In the lobby beforehand, still reading Tristram Shandy, fighting at every moment to read it over the noise of CNN reportage of the depressing “dogshit bill,” as Yglesias had called it, the BBB… I did manage, however, to come across a quotable passage in this not very quotable book, which I would probably post on a blog later —

“That of all the several ways of beginning a book which are now in practice throughout the known world, I am confident my own way of doing it is the best — I’m sure it is the most religious — for I begin with writing the first sentence — and trusting to Almighty God for the second.”

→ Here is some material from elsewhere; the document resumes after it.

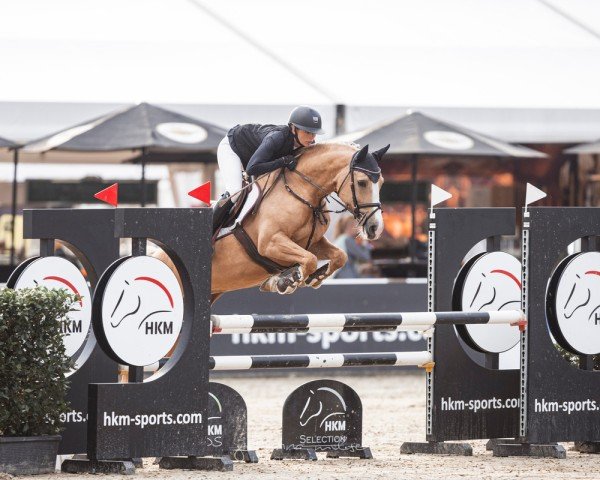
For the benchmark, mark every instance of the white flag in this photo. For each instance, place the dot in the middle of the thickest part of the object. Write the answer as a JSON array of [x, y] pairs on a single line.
[[438, 195], [533, 194]]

This reminded me somewhat of the first sentence of Augie March but, having by a miracle efficiently found a copy of that book in my library — though my library is not extensive, just extremely disordered — I found it was not as snug a fit as I first thought, and tabled the idea of trying to link them. (Idea was supposed to have been — “spontaneously” is the only way to write. A writer’s fundamental work is experiencing — thought, emotion, sensation –, after which, the rest should follow more or less naturally. Contra-Flaubert, I suppose.)

The other statement that leapt out at me, in the waiting room, over the CNN, was a little Whitman-like (Whitman, who wrote spontaneously, not laboriously, according to my information). Tristram writes: “For my own part, I am resolved never to read any book but my own, as long as I live.”